The Yellow paper - The Bedroom As the story progresses in, The Yellow Wallpaper, it is as if the space of the bedroom turns in on itself, folding in on the body as the walls take hold of it, epitomizing the storytellers growing intimacy with control. Because the fabricator experiences the bedroom in terms of Johns draconian organization, she relies on her prior experiences of home in an onset to allay the alienation and isolation the bedroom creates. Recalling her childhood bedroom, she writes, I call in what a kindly wink the knobs of our big, old bureau used to have, and thither was one chair that always seemed interchangeable a strong relay station . . . I could always hop into that chair and feel safe (Gilman 17). Ironically, Gilmans narrator cannot retire to the otherwise personal haven of the bedroom because she is always already there, enclosed within the attic room of Johns desires, bereft of her own vocalization and personal history. The narrators imagination is altog ether problematic for John, who would prohibit his wife from hike up fancifulness John says that with my imaginative cater and habit of story-making, a nervous weakness like mine is sure to lead to all manner of excited fancies, and that I ought to use my will and good sense to check the tendency.
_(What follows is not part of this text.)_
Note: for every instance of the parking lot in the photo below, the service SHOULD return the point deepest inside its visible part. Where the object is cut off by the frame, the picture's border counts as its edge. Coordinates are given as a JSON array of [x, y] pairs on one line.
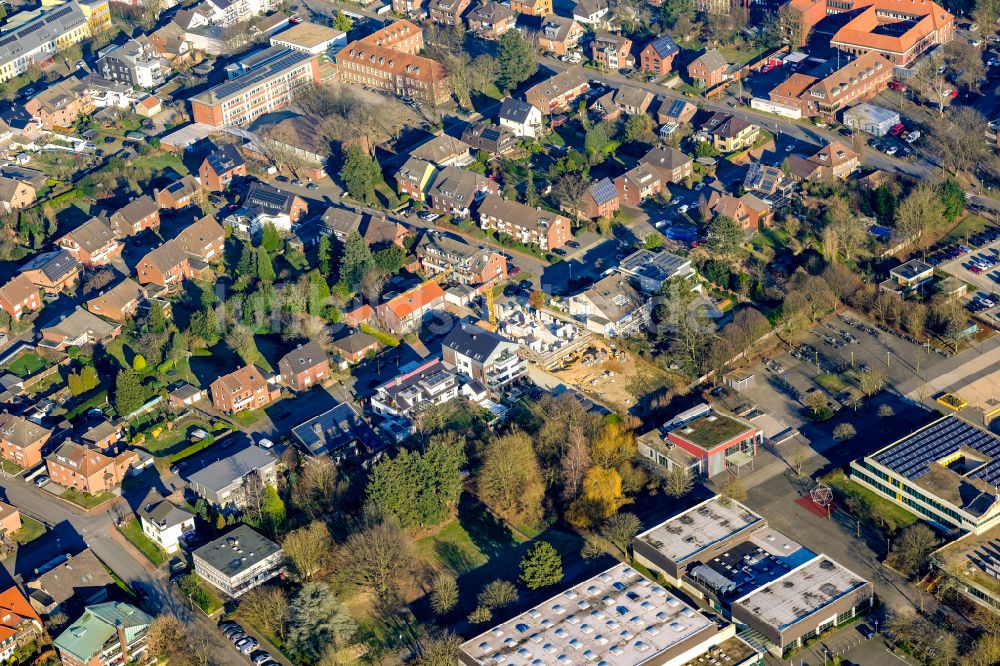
[[830, 359], [976, 262]]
So I try (Gilman 15-16). For Gaston Bachelard, who devotes himself to a phenomenological exploration of the home in The Poetics of Space, imaginative power is the nucleus of the home, if not the home itself. Memories of prior dwellings are for Bachelard a primordial aspect of creating new homes based on a continuity with the bygone and past spaces. By approaching the house images with care not to break up the solidarity of memory and imagination, writes Bachelard, we may hope to make others feel all the mental snapshot of an image that moves us at an unimaginable depth (6). Bachelards elasticity infers that spatial depth and expansion are contingent upon a psychological flexibility o f imagination. Gilmans narrator is notably denied this elasticity when her physician/husband attempts to counter her from writing. I did write for a while in spite of them, the narrator explains, but it does exhaust me a good deal--having to be so silky about it, or else meet with heavy opposition (Gilman 10).